通常、このコラムでは1995年から2020年までの25年間、四半世紀の間に発表されたアニソンを取り上げているのだが、今回は〝番外編〟として、対象期間から外れた曲にスポットを当ててみたい。

 1987年放送の高橋留美子原作アニメ「めぞん一刻」第3クールでオープニング曲に起用されたのが、日本が誇る〝ポップ・マエストロ〟松尾清憲の「サニーシャイニーモーニング」だ。

 当時の人気アニメでは、ヒットチャート常連の大物アーティストの楽曲がタイアップ使用されることが多かった。この「めぞん一刻」も、第1クールが斉藤由貴の「悲しみよこんにちは」、第2クールが安全地帯の「好きさ」といずれも当時の大ヒット曲。

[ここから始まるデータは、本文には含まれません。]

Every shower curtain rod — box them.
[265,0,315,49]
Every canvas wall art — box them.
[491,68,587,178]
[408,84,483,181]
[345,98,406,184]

それらに比べると「サニーシャイニーモーニング」はヒットしたとは言い難いが、楽曲の素晴らしさは〝めぞん一刻関連楽曲〟の中でもピカ一。イントロのシンセブラスが華やかな響きを奏で、跳ねるようなリズムに乗せて松尾清憲印全開の超ポップなメロディーが歌われる。

 明るい曲調でも、決して能天気にはならず、どこかに必ずセンチメンタルなムードを残しているのも松尾ならでは。一聴してそれと分かる独特な声質も一因かもしれない。

 何よりも、発売から既に35年たった今でさえ、古びたところが全くないというのがすごい。最新のアニメ、特にラブストーリーや青春物で主題歌としてそのままリメークせずに流れてもおそらく何の違和感もないだろう。実際、今期放送中の、あのアニメやこのアニメ(あえてタイトルは伏す)に「サニーシャイニーモーニング」はピッタリだと思うのだが。